The Emerging Mechanisms and Therapeutic Potentials of Dendritic Cells in NSCLC

Abstract

Non-small-cell lung cancer (NSCLC) is the predominant subtype of lung cancer. Despite the demonstrated effectiveness of established treatments such as radiotherapy, chemotherapy, and immunotherapy, the prognosis for patients with advanced NSCLC remains poor. Dendritic cells (DCs), the most potent antigen-presenting cells (APCs), play a crucial role in the tumor microenvironment (TME) of NSCLC. This review explores the classification and biological functions of DCs, highlighting the specific molecular pathways and external factors that influence their maturation and function in NSCLC, which is novel in this review. Moreover, we discuss the potential therapeutic applications of DCs in the management of NSCLC, presenting novel possibilities for future treatments.

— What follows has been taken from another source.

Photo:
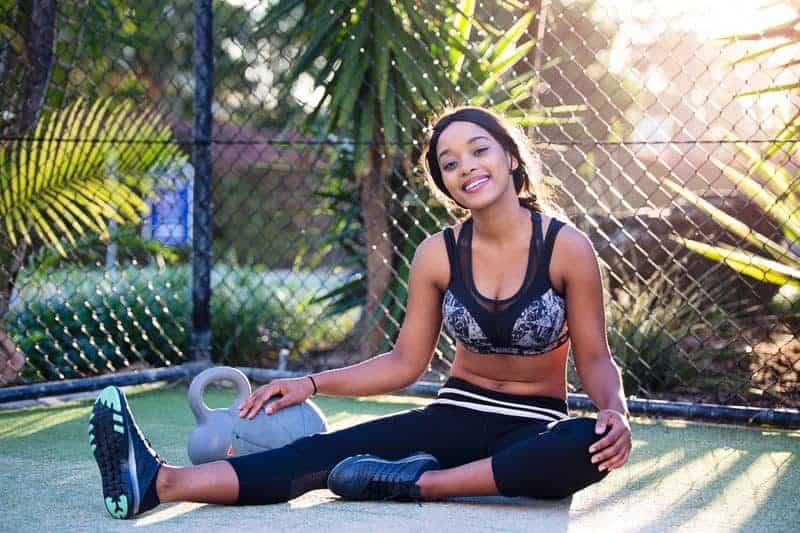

Keywords: dendritic cells; maturation; non-small-cell lung cancer; treatment.

Figure 1

The whole process of differentiation, maturation and function of DCs. Hematopoietic stem cells in bone marrow undergo differentiation into pre-DCs under the influence of cytokines. Subsequently, pre-DCs further transform into imDCs upon stimulation by cytokines and antigens. imDCs possess a high capacity for antigen uptake and migrate through the blood and lymph circulation. During the migration process, the surface molecules and cell morphology of imDCs changed and gradually transformed into mDCs. mDCs highly expressed MHC, CD80, CD86, CD40, CD54 and CCR7. In secondary lymphoid organs, mDCs present MHC class II-peptide complexes to naive T cells, prompting their differentiation into effector T cells.

Figure 2

Factors affecting DC maturation and function in NSCLC. (A) The activation of NF-κB, STAT3 and MAPK pathways promotes the maturation of DCs. NF-κB signaling pathway can be activated by the elevation of TLR4, MyD88, and NF-κB levels. SHP-1 binds to STAT3 can mediate its dephosphorylation. MAPK signaling pathway can be activated through the phosphorylation of JNK, ERK, and p38 MAPK. (B) Glycolysis promotes STING signal-dependent tumor-infiltrating DC activity in NSCLC, which accelerates PKM2 and HIF-1α-mediated glycolysis and establishes a positive feedback loop. (C) LncMALAT1 can be transferred to DCs via exosomes released by NSCLC tumor cells. Elevated expression of LncMALAT1 has been shown to inhibit the maturation phenotype and function of DCs in NSCLC. (D) The release of tumor-derived factors such as VEGF, TGF-β, and IL-10 inhibits DC maturation, while the release of CCL19 and TNF-α promotes DC migration and maturation. (E) Several pathways can regulate M2 macrophage polarization. In THP-1 cells, reduced NOD2 expression and inhibited NF-κB pathway promote M2 macrophages polarization. In CD11b⁺ cells, high STAT6 expression promotes IL-4 secretion, leading to M2 polarization. In NSCLC cells, abundant NOX4 expression activates the PI3K/AKT signaling pathway, causing M2 polarization.